This film, following the pattern set in Bell Diamond made a few years earlier, is firmly rooted in its setting, in this case San Francisco, and reflects both time, place, and a very particular cultural milieu. My friends mostly, and the kinds of lives they lived there in San Francisco before the boom and bust altered the city for a while. Like Bell Diamond and Slow Moves, this film too was completely improvised, in this case around a basic idea and structure, around which were wrapped ideas rooted in and reflective of the lives of my friends, albeit considerably shifted from their real lives.

For example: my friend Barbara worked running computers for a liquor distributor, each evening loading up these behemouth machines which tracked sales, etc. Jon English, who’d done the tracks for me on two films by then, was indeed a composer and musician, and while that remained, he also slipped into the shoes of another acquaintence who worked at the Exploratorium, the hands-on science museum in San Francisco. Nathaniel Dorsky, wonderful filmmaker - some of whose scraps are in Rembrandt Laughing (the hand processed blue material, and sand imagery) - does indeed have a collection of sands from around the world. And so on: Ed Green did run a frame making business; Jerry Barrish does run a bail bond business; John Powers is an architect; Peter Machel did aspire to being a gangster; Kate Dezina had been a somewhat famous soap opera star - and she gets to be weepy. Most the people in the film are set in their own workplaces, doing something close or similar to what they did in real life. The story though was not theirs, but rather a kind of gentle amalgamation of an attitude, a way of living and approaching life which reflected their thinking and feelings.

And so, inserted into a basic structure, and an idea about story-telling, we improvised. The structure is cued with the title cards, with dates, perhaps too quickly on screen to be quite perceived: they run from a Sunday morning, the next day Monday, a bit later, then noonish on Tuesday; then early afternoon but a week later on Wednesday; then Thursday later in the afternoon; then Friday evening, but a month later; then for Saturday we move quickly, a shot for each character, through the whole day; Sunday morning a year later is the setting for the last scene. The “story” is told by what happens, and which the viewer is not given, in the spaces between.
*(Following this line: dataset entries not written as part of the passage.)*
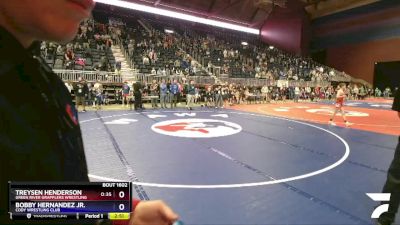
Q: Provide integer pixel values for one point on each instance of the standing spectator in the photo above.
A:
(174, 92)
(154, 94)
(81, 92)
(340, 98)
(125, 94)
(264, 93)
(69, 59)
(392, 184)
(190, 94)
(137, 89)
(163, 94)
(218, 96)
(296, 94)
(98, 91)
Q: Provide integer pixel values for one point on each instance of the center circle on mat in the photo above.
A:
(340, 160)
(196, 128)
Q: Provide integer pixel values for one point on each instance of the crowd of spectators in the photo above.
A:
(90, 50)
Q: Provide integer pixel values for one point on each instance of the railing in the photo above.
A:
(111, 77)
(89, 76)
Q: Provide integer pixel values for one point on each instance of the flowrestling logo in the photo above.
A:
(196, 128)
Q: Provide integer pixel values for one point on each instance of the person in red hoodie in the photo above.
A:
(40, 137)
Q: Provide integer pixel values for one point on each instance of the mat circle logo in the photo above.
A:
(196, 128)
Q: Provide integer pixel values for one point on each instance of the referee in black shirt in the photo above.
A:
(40, 138)
(392, 184)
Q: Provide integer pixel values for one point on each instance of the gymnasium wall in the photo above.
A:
(353, 40)
(288, 29)
(359, 60)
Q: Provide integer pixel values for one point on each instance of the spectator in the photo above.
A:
(81, 92)
(69, 59)
(174, 93)
(392, 184)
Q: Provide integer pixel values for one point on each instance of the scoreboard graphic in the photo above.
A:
(89, 200)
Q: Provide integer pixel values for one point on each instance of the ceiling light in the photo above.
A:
(163, 12)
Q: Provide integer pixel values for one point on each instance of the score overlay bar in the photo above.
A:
(69, 200)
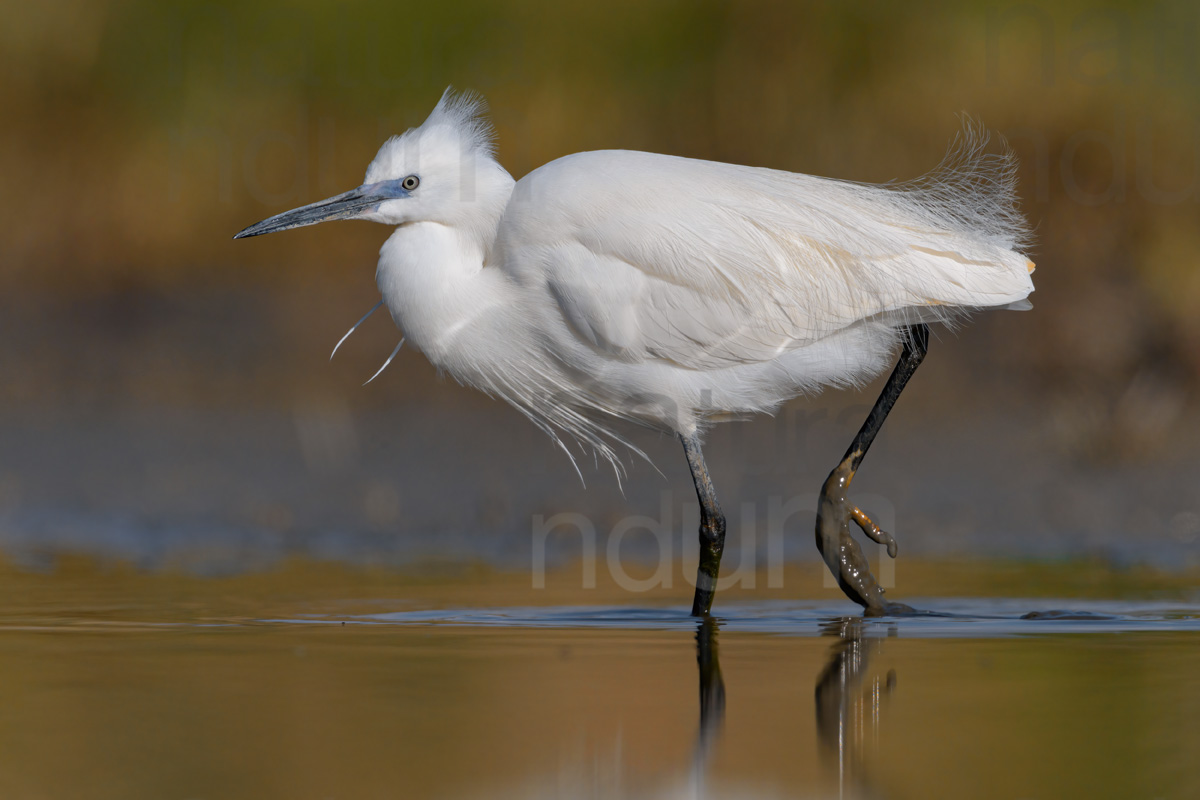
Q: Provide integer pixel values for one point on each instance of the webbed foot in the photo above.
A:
(841, 553)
To say we improvised - since many people have the quite incorrect idea that this means throwing people in front of a camera and yelling “swim” (and indeed some films I have seen seem to have such a mode of improvising) - means we talked about characters, ideas, and in some cases some things were written or nearly written. For example, in the opening scene a number of the jokes were conceived and written by myself; Jon English thought up, wrote and rehearsed his presentation as an Exploratorium guide; the sequence with the “gangsters” was written and prepared by Peter and John. On the other hand some sequences were pretty much spun up on the site, during shooting, with ideas shared, triggered by visual matters, recent little things that might have happened to one of the participants, a newspaper clipping. Thus the casual and relaxed manner of the film is derived out of its making, but is firmly grounded in the reality in which it was set - a peculiar and most specific cultural island in a particular time. When most people smoked weed; when the AIDS epidemic was reaching a crest, when many in this milieu casually skirted around the usual American guidelines of fixed jobs, of fitting into a corporate life-style. These things, not shown, are implicit in Rembrandt Laughing and the lives and characters which inhabit it. It could only be made by being a part of this world, of working inside it rather than sitting outside. Perhaps it can also only be understood in some senses by those for whom it presents an accurate mirror.

Need I say that Rembrandt Laughing is one of my favorites among my own work. It cost perhaps $10,000.

As a little aside, when editing this film, thanks to Jill Godmilow who let me use her flatbed table in NY, she popped in one day to see how things were going, and was shocked when she saw that I was editing the original reversal material (the Fuji 400 I’d bought a lot of), and that when I made a cut, the “out” went not to a trim bin, but into the garbage. Like most filmmakers, simply the handling of original was a virtual sacrilege to her; to edit with it and throw away the outs was heresy. I’d been working like that since 1965 when I shifted from negative to reversal film: cut original, no trim bins, stick with a decision. The same attitude applies to all other aspects - setting up, shooting, directing: have a clear idea, make a decision, and go with it.